During the mid-1930s, Bestall courted Miss Beatrice Nicholson, a fellow member of his Methodist church in Surbiton, painting her portrait, playing tennis and badminton with her and attending dances, plays, films and concerts with her, but relations were severed for some years from June 1936, on a day marked simply with an 'X' in his diary, presumably representing a rejected proposal of marriage. Until 1937, he had a severe speech impediment, a 'persistent stutter' caused by a spinal injury at an early age in Burma, making him 'desperately shy and withdrawn.' His parents would never tell him the cause of the accident, which he was too young to remember, but he believed it might have been a fall from a pony. However, at the age of 45, 'I went to see a famous osteopath, who told me to sit down. He then went behind me, and gave me a fearful jerk, I felt something click, and after more than forty years I was cured!' In 1947, his diary recorded that he and his mother 'went to tea with Beatty Cole (Nicholson).' Asked by the Surrey Comet in 1970, on the occasion of Rupert's half-centenary, if he regretted not having children of his own, he said, reflecting on his countless young readers, 'Not really... I feel as if I've had thousands of them.'

Although living in Surbiton after World War II, he regularly holidayed in Nantgwynant, near Beddgelert. While at Beddgelert, he stayed at a small mountain cottage named 'Hendre' renovated by and on the land above the Glaslyn river, owned by Lt Col. Sydney Goodchild. Goodchild designed the cottage that in 1956 Alfred bought at the foot of Mynydd Sygun, in Beddgelert, which he subsequently named 'Penlan'.Many of his illustrations of that period are views from that mountain cottage adjacent to Plas Oerddwr. The cottage, with 'one of the finest views in Britain', 'looking out across a broad valley and the fast-flowing River Glaslyn, and proud mountains beyond,' became his permanent home from September 1980, but he still returned to Surbiton several times a year. Bestall kept all his early artwork in the loft of Penlan and told his goddaughter to have a bonfire of his work after his death. Bestall had featured origami in almost every Rupert Annual from 1946 onwards (the first model, predictably, was the "Flapping Bird") and thus was partially responsible for the growth of interest in origami in the UK. After the formation of the British Origami Society in 1967, Bestall took an active interest, attending conventions and serving as its president for many years, until his death.

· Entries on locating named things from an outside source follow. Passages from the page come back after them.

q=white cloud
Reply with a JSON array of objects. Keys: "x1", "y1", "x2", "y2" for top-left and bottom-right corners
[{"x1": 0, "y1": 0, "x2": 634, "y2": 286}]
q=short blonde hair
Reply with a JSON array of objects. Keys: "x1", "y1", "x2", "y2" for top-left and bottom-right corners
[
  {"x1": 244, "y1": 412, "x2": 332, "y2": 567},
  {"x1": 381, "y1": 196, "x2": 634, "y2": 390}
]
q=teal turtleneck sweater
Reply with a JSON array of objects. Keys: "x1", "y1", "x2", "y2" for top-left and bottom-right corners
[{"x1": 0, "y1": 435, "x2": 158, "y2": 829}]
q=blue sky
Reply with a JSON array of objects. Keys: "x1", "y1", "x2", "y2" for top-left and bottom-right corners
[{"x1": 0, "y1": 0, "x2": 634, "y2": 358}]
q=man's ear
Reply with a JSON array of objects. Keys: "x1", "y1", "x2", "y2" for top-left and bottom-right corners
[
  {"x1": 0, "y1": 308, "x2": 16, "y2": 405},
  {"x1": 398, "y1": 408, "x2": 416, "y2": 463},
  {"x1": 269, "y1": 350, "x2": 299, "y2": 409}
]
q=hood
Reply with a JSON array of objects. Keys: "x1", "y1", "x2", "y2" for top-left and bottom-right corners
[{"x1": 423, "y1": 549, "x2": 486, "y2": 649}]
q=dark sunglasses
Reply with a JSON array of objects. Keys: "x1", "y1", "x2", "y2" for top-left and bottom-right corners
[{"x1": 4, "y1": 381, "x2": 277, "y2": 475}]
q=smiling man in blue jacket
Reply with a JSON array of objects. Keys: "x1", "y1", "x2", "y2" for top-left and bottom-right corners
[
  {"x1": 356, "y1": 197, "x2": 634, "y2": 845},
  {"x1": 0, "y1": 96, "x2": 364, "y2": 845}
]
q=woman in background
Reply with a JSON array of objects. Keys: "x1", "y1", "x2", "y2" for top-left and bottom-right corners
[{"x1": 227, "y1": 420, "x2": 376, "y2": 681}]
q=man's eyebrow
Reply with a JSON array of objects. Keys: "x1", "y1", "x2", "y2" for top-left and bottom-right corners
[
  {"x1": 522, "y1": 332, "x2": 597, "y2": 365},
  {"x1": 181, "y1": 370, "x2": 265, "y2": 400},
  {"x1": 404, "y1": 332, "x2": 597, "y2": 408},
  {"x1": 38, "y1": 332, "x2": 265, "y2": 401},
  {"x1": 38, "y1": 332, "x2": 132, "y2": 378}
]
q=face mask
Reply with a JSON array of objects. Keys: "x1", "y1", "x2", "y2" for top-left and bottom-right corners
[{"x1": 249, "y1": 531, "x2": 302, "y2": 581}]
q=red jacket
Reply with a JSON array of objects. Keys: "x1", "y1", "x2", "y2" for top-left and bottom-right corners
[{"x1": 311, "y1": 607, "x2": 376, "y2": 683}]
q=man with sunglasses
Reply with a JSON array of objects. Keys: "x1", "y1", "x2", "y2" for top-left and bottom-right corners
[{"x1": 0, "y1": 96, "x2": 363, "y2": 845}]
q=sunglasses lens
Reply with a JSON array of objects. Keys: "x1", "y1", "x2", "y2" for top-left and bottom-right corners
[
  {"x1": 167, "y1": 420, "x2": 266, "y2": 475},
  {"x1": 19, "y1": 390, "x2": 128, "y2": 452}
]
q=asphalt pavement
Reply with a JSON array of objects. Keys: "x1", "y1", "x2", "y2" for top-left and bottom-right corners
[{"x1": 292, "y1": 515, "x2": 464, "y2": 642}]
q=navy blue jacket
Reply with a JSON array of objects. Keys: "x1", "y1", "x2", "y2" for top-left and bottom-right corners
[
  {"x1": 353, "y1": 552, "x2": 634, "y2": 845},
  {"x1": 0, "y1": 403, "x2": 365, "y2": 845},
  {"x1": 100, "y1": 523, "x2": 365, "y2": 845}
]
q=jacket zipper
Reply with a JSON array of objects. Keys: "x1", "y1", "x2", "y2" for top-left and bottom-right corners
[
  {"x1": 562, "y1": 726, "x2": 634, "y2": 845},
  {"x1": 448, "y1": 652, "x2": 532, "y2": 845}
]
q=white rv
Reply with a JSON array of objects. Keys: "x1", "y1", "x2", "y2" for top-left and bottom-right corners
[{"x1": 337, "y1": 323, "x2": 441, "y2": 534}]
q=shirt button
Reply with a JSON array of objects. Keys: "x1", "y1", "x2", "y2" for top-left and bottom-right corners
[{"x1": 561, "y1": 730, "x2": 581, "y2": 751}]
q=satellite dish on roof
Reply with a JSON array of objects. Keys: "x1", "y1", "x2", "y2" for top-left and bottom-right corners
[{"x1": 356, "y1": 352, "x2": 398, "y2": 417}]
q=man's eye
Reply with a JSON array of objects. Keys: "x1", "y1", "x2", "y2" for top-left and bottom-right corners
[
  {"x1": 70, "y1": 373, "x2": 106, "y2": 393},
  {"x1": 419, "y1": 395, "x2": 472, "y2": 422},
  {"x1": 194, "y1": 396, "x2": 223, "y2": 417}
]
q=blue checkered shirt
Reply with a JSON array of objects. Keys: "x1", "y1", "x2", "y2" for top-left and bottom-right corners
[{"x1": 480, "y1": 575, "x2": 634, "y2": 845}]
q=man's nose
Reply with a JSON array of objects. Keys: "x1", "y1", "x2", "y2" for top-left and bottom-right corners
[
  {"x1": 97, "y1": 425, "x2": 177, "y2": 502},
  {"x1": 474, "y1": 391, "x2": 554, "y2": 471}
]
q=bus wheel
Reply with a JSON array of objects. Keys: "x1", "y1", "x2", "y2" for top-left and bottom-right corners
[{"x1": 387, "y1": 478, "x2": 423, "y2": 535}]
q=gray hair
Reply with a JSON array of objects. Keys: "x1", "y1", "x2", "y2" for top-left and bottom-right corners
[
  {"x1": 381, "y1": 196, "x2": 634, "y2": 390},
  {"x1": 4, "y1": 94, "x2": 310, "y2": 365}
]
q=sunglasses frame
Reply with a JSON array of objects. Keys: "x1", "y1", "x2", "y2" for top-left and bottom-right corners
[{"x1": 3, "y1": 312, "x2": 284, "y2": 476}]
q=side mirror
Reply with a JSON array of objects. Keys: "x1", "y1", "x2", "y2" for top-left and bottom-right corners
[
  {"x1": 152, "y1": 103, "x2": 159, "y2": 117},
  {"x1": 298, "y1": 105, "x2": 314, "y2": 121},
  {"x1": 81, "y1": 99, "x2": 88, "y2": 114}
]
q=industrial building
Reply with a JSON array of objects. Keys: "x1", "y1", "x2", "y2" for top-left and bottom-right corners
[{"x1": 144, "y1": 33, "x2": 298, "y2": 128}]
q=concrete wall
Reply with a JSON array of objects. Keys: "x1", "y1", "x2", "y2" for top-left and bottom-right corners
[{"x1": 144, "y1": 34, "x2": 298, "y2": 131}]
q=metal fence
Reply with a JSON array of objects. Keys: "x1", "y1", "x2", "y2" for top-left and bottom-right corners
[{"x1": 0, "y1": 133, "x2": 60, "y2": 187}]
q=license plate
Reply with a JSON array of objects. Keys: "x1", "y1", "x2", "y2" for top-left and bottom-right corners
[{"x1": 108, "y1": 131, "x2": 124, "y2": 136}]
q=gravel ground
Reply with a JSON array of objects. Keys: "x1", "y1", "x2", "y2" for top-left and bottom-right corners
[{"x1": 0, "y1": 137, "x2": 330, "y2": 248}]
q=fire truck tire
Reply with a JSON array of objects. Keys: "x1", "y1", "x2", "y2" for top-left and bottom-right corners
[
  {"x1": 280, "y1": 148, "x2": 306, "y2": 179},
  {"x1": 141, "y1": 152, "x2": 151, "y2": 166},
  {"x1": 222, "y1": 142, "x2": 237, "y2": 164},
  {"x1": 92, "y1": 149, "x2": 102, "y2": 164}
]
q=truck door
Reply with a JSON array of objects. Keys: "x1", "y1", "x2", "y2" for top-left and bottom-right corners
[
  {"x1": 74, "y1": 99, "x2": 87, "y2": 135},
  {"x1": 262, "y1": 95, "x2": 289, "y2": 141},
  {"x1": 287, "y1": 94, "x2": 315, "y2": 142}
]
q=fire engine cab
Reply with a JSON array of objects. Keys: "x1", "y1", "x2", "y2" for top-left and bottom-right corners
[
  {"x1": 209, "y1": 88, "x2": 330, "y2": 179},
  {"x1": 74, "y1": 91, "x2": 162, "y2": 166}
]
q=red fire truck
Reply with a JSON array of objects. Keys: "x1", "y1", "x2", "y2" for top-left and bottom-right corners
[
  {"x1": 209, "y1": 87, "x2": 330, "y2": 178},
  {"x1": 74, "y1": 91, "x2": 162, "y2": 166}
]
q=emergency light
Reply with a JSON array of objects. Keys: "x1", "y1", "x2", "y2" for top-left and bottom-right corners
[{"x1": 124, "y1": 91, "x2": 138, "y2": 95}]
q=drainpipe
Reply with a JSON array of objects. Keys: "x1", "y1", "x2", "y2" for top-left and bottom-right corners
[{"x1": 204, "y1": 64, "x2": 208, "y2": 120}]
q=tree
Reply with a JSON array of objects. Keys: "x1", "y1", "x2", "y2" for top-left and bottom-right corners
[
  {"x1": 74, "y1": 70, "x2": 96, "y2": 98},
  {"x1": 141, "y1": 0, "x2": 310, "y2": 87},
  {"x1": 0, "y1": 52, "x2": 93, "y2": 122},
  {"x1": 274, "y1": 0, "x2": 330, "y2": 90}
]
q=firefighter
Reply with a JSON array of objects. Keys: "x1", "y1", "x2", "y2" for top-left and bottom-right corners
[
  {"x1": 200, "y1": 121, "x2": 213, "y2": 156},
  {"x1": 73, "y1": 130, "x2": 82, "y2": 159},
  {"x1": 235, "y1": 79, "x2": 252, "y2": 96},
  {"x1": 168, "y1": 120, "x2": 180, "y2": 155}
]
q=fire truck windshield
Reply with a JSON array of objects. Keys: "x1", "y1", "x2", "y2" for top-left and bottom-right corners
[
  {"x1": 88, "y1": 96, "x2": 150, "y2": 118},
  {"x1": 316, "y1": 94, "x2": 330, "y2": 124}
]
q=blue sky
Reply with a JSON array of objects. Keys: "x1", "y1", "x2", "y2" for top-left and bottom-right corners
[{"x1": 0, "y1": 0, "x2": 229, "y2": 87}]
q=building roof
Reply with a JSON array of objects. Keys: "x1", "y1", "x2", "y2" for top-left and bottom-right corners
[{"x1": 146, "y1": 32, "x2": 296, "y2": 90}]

He was appointed a Member of the Order of the British Empire (MBE) in the 1985 Birthday Honours but was unable to receive the award in person because he had bone cancer. On his 93rd birthday, Prince Charles sent him a telemessage, which read: "I have heard that you were sadly unable to receive your MBE from the Queen recently. I wanted to send you my congratulations on your award and to wish you a very happy birthday with many happy returns. As a child I well remember your marvellous illustrations of Rupert Bear." In May 2006, Bestall was commemorated with an English Heritage blue plaque at 58 Cranes Park, Surbiton, London, where he lived for 30 years. He also lived in Beaconsfield House, 44 Ewell Road, Surbiton, from 1966 to 1977.

Bestall died on 15 January 1986, aged 93, at Wern Manor Nursing Home in Porthmadog, Wales. He is buried in plot 100 of Brookwood Cemetery.